Seeing An error occurred (VcpuLimitExceeded) in slurm_resume.log when I fail to run a job, or in clustermgtd.log, when I fail to create a cluster

Check the vCPU limits on your account for the specific EC2 instance type that you are using. If you see zero or fewer vCPUs than you are requesting, request an increase for your limits. For information about how to view current limits and request new limits, see Amazon EC2 service quotas in the Amazon EC2 User Guide for Linux Instances.

Seeing An error occurred (InsufficientInstanceCapacity) in slurm_resume.log when I fail to run a job, or in clustermgtd.log, when I fail to create a cluster

You are experiencing an insufficient capacity issue. Follow to troubleshoot the issue.

Seeing nodes are in DOWN state with Reason (Code:InsufficientInstanceCapacity)...

You are experiencing an insufficient capacity issue. Follow to troubleshoot the issue. For more information about AWS ParallelCluster's fast insufficient capacity fail-over mode, see Slurm cluster fast insufficient capacity fail-over.

Seeing cannot change locale (en_US.utf-8) because it has an invalid name in slurm_resume.log

This can occur if you have an unsuccessful yum installation process that left the locale settings in an inconsistent state. For example, this can be caused when a user terminates the install process.

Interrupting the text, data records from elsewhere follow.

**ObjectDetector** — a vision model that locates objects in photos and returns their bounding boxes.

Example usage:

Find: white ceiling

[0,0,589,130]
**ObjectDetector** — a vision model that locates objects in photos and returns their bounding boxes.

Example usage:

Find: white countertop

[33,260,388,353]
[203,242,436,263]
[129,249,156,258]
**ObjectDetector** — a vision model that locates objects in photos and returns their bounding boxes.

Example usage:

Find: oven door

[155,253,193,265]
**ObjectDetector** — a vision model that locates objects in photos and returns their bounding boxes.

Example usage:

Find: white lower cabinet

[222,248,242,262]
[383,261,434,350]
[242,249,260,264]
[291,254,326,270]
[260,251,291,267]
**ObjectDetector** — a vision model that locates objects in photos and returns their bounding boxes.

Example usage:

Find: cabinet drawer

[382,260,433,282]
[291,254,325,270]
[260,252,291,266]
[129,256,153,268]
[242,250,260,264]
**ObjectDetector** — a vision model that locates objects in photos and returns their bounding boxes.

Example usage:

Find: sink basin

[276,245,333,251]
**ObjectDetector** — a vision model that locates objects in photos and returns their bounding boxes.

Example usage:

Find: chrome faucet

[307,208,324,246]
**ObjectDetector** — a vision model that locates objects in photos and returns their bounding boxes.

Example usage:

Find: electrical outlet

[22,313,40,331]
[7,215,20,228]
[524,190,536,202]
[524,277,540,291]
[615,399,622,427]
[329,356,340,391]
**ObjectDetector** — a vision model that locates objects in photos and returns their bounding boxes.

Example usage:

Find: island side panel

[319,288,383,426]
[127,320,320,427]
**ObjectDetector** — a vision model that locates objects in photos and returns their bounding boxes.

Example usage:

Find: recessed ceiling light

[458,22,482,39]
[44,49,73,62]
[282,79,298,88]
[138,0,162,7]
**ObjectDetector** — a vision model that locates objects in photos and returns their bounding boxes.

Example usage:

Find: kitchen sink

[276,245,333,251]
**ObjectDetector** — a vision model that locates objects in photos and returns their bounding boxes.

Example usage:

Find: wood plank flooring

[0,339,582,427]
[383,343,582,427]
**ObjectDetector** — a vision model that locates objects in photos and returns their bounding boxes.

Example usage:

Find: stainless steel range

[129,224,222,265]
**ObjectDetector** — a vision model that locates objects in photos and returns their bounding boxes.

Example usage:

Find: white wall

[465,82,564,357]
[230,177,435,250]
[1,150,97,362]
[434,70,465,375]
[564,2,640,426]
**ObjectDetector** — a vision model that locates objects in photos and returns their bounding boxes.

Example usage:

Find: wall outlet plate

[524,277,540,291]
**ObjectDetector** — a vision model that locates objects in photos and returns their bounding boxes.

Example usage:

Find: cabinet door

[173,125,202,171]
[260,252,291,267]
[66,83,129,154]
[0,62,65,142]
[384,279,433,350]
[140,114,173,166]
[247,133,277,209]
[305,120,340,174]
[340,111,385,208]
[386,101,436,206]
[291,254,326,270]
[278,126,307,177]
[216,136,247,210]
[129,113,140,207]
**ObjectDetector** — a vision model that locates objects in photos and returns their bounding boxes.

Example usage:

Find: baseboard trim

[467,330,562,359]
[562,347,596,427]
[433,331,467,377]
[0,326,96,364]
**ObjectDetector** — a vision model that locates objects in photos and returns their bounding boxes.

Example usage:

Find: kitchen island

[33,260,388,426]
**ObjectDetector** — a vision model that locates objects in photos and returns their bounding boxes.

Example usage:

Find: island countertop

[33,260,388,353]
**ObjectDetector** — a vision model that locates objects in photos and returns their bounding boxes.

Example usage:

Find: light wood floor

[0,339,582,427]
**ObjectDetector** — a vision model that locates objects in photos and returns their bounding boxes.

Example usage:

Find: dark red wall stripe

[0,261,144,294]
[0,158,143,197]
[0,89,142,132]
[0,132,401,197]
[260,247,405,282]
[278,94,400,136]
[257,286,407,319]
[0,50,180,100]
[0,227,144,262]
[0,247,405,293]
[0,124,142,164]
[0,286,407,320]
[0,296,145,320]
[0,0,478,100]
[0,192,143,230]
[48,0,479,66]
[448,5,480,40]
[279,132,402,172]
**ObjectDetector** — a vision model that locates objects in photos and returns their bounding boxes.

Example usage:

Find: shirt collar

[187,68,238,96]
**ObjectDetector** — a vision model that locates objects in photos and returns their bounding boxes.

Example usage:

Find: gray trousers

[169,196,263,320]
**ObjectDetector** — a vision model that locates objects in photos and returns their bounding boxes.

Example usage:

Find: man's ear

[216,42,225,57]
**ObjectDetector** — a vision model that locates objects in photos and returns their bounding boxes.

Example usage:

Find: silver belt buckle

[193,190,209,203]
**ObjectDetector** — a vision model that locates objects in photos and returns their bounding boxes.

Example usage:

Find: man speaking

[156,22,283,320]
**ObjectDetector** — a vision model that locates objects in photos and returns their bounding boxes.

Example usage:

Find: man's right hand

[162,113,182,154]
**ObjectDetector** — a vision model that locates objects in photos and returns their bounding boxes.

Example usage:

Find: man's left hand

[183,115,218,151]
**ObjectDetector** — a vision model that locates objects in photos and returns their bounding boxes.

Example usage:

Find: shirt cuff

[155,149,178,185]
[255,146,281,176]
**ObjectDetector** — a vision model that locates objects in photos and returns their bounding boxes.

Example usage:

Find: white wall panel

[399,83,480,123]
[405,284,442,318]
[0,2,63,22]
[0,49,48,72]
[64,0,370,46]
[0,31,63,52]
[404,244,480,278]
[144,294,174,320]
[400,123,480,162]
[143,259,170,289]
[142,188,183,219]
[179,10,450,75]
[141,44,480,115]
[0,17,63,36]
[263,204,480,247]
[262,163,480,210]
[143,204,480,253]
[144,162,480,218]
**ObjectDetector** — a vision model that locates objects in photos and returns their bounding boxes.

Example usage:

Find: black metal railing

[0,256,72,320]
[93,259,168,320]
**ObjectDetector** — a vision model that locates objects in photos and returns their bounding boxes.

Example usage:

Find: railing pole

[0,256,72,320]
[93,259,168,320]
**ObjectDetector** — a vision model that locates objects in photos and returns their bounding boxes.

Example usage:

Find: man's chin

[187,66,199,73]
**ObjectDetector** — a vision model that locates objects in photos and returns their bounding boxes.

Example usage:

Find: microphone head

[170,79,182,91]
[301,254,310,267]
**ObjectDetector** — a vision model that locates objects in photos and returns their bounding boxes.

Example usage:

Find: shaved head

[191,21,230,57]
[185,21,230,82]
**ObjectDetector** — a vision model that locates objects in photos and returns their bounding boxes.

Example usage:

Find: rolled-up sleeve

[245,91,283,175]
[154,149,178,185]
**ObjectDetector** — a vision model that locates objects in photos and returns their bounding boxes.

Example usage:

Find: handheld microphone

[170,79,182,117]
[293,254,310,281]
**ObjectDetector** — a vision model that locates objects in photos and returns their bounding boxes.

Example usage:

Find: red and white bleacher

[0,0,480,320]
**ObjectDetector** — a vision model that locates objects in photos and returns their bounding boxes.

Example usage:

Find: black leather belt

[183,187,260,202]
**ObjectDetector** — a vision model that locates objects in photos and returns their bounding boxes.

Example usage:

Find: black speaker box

To verify the cause, take the following actions:
  • Run su - pcluster-admin.

    The shell shows an error, such as, cannot change such file or directory.

  • Run localedef --list.

    Returns an empty list or doesn't contain the default locale.

  • Check the last yum command with yum history and yum history info #ID. Does the last ID have Return-Code: Success?

    If the last ID doesn't have Return-Code: Success, the post-install scripts might not have run successfully.

To fix the issue, try rebuilding the locale with yum reinstall glibc-all-langpacks. After the rebuild, su - pcluster-admin doesn't show an error or warning if the issue is fixed.

None of the previous scenarios apply to my situation

To troubleshoot compute node initialization issues, see Troubleshooting node initialization issues.

Check to see if your scenario is covered in GitHub Known Issues at AWS ParallelCluster on GitHub.

For additional support, see Additional support.